Even venues like museums and visitor attractions are struggling. They have to keep parts of the site closed because they no longer have the pool of staff to man all the rooms and keep an eye on things. Many have been operating for years on the goodwill of their volunteers, generally an older demographic. They may therefore still feel a little reluctant to give up on social distancing. Or they simply got used to “being retired”.

… or is it more how it used to be?

But it is not all doom and gloom. There are upshots to this new situation, challenging as it is. Do we really need fresh sheets on the bed every day? I’m sure it comes as no shock to you that I don’t change my sheets daily at home. And we’ve all seen the stickers in hotel bathrooms for years, telling us to help the environment by leaving towels on the floor if we want them changed but hang them up to use them again, only to find them replaced anyway! Perhaps simply not collecting towels and sheets at all is finally accomplishing what these stickers have failed to do.

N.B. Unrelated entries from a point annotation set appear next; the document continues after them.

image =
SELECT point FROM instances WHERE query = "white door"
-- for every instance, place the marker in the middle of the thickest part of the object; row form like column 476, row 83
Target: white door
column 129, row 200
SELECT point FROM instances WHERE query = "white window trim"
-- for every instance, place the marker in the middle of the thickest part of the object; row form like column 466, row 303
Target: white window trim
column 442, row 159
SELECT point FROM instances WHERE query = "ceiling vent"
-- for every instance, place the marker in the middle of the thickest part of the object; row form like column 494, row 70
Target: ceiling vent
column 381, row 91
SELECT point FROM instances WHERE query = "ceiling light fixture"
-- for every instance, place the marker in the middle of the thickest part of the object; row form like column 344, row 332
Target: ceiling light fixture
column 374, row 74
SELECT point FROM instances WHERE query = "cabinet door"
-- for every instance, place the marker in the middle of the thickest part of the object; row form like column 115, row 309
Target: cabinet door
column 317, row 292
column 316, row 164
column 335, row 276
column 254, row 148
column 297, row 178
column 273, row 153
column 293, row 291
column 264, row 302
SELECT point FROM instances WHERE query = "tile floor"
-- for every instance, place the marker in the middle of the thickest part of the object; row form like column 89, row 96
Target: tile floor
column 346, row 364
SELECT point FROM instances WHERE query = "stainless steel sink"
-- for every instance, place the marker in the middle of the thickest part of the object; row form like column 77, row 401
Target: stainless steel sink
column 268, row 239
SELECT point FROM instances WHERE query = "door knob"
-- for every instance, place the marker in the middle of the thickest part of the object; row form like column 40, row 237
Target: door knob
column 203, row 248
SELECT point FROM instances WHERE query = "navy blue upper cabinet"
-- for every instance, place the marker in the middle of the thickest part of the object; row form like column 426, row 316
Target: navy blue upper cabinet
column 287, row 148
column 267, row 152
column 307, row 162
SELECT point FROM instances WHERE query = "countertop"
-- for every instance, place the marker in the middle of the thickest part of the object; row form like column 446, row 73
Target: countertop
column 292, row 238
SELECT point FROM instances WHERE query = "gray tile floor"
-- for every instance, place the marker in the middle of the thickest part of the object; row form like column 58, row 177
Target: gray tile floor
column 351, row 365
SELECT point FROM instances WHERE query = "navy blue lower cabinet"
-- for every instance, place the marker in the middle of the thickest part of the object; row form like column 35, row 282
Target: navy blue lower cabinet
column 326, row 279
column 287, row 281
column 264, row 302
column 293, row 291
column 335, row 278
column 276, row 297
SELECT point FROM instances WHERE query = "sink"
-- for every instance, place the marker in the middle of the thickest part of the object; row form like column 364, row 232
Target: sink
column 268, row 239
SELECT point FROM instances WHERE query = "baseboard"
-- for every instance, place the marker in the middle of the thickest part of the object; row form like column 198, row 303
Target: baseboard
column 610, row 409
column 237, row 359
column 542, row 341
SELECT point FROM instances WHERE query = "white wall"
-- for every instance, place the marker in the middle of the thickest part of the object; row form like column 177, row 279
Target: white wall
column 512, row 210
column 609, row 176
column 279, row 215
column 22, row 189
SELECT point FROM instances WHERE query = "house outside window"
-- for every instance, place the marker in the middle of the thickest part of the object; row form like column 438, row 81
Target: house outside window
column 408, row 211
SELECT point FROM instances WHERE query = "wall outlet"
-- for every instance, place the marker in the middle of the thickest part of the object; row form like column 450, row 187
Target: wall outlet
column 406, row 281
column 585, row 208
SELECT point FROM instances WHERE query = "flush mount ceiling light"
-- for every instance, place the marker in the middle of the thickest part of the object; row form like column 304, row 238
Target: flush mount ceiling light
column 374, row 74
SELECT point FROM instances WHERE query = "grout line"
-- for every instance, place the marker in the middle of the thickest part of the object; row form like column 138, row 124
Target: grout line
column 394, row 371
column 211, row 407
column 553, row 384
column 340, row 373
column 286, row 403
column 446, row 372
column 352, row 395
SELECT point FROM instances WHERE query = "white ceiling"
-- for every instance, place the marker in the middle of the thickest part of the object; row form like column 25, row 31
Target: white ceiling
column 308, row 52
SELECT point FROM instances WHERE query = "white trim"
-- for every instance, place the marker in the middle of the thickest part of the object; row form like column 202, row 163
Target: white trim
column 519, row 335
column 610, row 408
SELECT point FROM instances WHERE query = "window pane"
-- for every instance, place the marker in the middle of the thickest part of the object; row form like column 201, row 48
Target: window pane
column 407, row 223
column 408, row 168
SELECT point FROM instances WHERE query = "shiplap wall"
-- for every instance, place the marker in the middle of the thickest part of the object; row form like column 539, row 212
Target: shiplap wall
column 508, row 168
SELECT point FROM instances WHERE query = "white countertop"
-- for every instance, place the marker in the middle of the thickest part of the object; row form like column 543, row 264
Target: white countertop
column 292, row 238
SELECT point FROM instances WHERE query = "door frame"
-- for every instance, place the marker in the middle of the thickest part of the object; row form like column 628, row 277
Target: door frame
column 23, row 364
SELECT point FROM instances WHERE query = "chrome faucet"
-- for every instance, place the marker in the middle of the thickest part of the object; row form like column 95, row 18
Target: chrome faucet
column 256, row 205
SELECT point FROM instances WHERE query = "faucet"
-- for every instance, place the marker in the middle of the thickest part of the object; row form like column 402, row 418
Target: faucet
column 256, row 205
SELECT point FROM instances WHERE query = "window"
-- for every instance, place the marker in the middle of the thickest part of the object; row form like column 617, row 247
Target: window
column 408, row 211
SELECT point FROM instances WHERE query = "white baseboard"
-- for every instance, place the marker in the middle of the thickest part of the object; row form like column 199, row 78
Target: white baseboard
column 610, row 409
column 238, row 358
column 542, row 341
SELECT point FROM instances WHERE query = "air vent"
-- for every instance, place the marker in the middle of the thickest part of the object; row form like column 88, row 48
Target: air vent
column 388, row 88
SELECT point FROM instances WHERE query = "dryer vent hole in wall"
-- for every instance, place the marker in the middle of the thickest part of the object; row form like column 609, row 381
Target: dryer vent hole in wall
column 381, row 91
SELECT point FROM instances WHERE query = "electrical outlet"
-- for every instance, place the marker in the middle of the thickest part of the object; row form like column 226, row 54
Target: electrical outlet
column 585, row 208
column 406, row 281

And while it may be frustrating to hear there is a ½ hour wait for the next table when only half the tables are occupied at a restaurant, there are positives there too. The service I have received recently in a number of places has been out of this world. It seems like many people have left the industry, but those that are still there now, really WANT to be there! Their professionalism and friendliness have made me feel time and again like a valued customer. Maybe those currently working in hospitality really love what they are doing.

Our lovely local guide Anna at the Museum of Remembrance – Linea Gotica at Borgo a Mozzano

Venues may have to get creative in how they deal with ongoing staff shortages. Keeping a system of timed entries, offering guided tours at set times instead of letting people meander through a property as they please or simply rotate which sections of a property are opened to the public are all ways to run with lower staff levels.

There is no denying that the travel world is showing a changed landscape and the whole of the hospitality industry is facing some serious challenges yet. But rather than vent frustration over what no longer is, embrace what IS there. We have come back from such a deep hole already and it will keep getting better. Believe me when I say: everyone is very happy to see you!